In 1942 he was posted to London as part of a film unit. He narrowly avoided a court martial when his novel, The Adventures of Wesley Jackson, was read as pacifist.

In 1943 Saroyan married the eighteen-year-old Carol Marcus (1924-2003); they had two children, Aram Saroyan and the late Lucy. By the late forties Saroyan's increasing problems with drinking and gambling had taken a toll on his marriage, and he filed for divorce upon his return from an extended European trip. They remarried again and divorced. Lucy later became an actress, and Aram became a writer who published a book about his father. Carol Marcus was subsequently married to the actor Walter Matthau.

Saroyan's financial situation did not improve after the war, when interest in his novels declined and he was criticized for sentimentalism. Saroyan praised freedom; brotherly love and universal benevolence were for him basic values, but his idealism was considered out of step with the times. However, he still wrote prolifically. "How could you write so much good stuff and still write such bad stuff?" asked one of his readers.

In 1952 Saroyan published the first of several book-length memoirs, The Bicycle Rider in Beverly Hills.

In the novellas The Assyrian and other stories (1950) and in The Laughing Matter (1953) Saroyan mixed allegorical elements within a realistic novel. The plays Sam Ego's House (1949) and The Slaughter of the Innocents (1958) examined moral questions, but they did not gain the success of his prewar works. When Saroyan made jokes about Ernest Hemingway's Death in the Afternoon, Hemingway responded: "We've seen them come and go. Good ones too. Better ones than you, Mr. Saroyan."

Many of Saroyan's later plays, such as The Paris Comedy (1960), The London Comedy(1960), and Settled Out of Court (1969), premiered in Europe. Manuscripts of a number of his unperformed plays are now at Stanford University with his other papers.

Saroyan worked rapidly, hardly editing his text. Much of his earnings he spent in drinking and gambling. From 1958 the author lived mainly in Paris, where he had an apartment.
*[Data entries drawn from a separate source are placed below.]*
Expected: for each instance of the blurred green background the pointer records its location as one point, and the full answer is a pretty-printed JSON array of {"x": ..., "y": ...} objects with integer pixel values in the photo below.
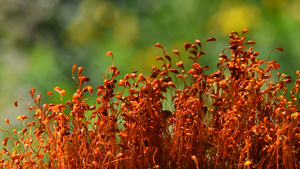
[{"x": 41, "y": 40}]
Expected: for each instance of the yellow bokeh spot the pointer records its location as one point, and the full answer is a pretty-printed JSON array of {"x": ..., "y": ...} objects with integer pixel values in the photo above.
[
  {"x": 126, "y": 31},
  {"x": 236, "y": 18},
  {"x": 274, "y": 4}
]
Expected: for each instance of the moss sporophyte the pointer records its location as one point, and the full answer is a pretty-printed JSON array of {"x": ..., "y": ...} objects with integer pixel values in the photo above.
[{"x": 236, "y": 117}]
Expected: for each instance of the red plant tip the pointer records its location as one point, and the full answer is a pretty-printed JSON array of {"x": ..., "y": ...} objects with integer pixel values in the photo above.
[
  {"x": 57, "y": 89},
  {"x": 158, "y": 45},
  {"x": 251, "y": 42},
  {"x": 279, "y": 48},
  {"x": 16, "y": 103},
  {"x": 187, "y": 46},
  {"x": 176, "y": 52},
  {"x": 32, "y": 90},
  {"x": 80, "y": 69},
  {"x": 74, "y": 67},
  {"x": 109, "y": 53},
  {"x": 198, "y": 42},
  {"x": 211, "y": 39}
]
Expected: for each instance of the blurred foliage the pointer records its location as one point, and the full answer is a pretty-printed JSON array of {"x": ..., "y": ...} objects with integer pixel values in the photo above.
[{"x": 41, "y": 40}]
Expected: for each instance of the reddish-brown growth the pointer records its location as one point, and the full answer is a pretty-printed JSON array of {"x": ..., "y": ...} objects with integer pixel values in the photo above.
[{"x": 236, "y": 117}]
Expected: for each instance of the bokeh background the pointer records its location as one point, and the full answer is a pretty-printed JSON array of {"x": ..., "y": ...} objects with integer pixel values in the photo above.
[{"x": 41, "y": 40}]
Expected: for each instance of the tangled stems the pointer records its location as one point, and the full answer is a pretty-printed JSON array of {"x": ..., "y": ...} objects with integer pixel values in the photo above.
[{"x": 236, "y": 117}]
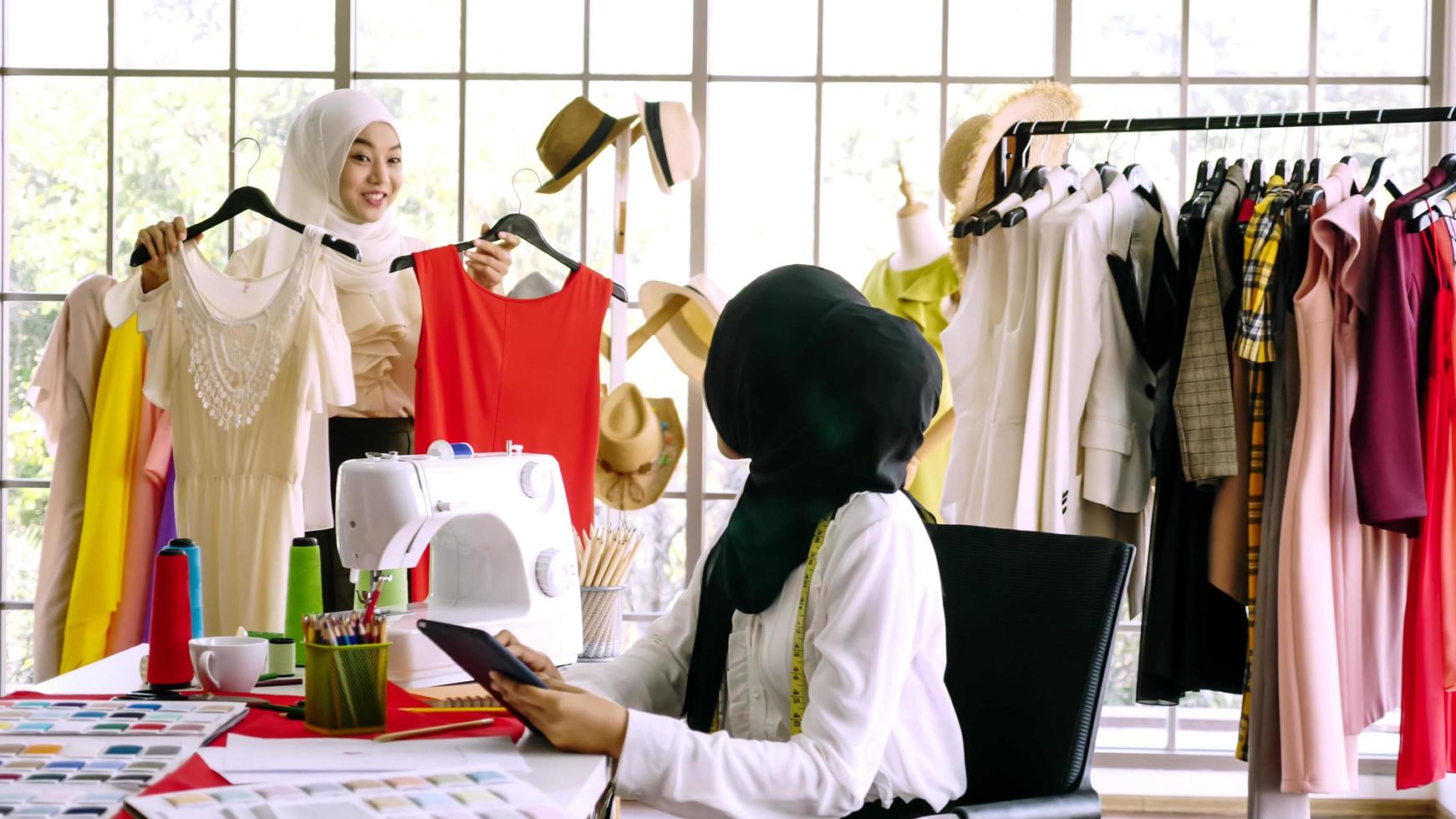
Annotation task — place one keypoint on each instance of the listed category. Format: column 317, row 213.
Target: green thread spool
column 394, row 594
column 304, row 589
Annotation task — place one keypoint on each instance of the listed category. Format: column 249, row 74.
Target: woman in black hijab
column 829, row 399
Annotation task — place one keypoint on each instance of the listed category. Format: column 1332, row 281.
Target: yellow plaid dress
column 1255, row 343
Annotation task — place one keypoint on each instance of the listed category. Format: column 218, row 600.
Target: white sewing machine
column 501, row 549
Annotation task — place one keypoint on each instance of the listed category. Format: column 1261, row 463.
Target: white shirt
column 971, row 347
column 878, row 723
column 1050, row 236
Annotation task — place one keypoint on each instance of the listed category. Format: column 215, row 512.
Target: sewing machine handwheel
column 553, row 572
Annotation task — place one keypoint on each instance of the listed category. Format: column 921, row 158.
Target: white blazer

In the late 1960s and the 1970s Saroyan managed to write himself out of debt and create substantial income. Saroyan died from cancer, aged 72, on May 18 1981, in his hometown of Fresno. "Everybody has got to die," he had said, "but I have always believed an exception would be made in my case." Half of his ashes were buried in California, and the rest in Armenia.


  • "The writer is a spiritual anarchist, as in the depth of his soul every man is. He is discontented with everything and everybody. The writer is everybody's best friend and only true enemy - the good and great enemy. He neither walks with the multitude nor cheers with them. The writer who is a writer is a rebel who never stops." (from The William Saroyan Reader, 1958)
  • "I should like to see any power of the world destroy this race, this small tribe of unimportant people, whose wars have all been fought and lost, whose structures have crumbled, literature is unread, music is unheard, and prayers are no more answered. Go ahead, destroy Armenia. See if you can do it. Send them into the desert without bread or water. Burn their homes and churches. Then see if they will not laugh, sing and pray again. For when two of them meet anywhere in the world, see if they will not create a New Armenia."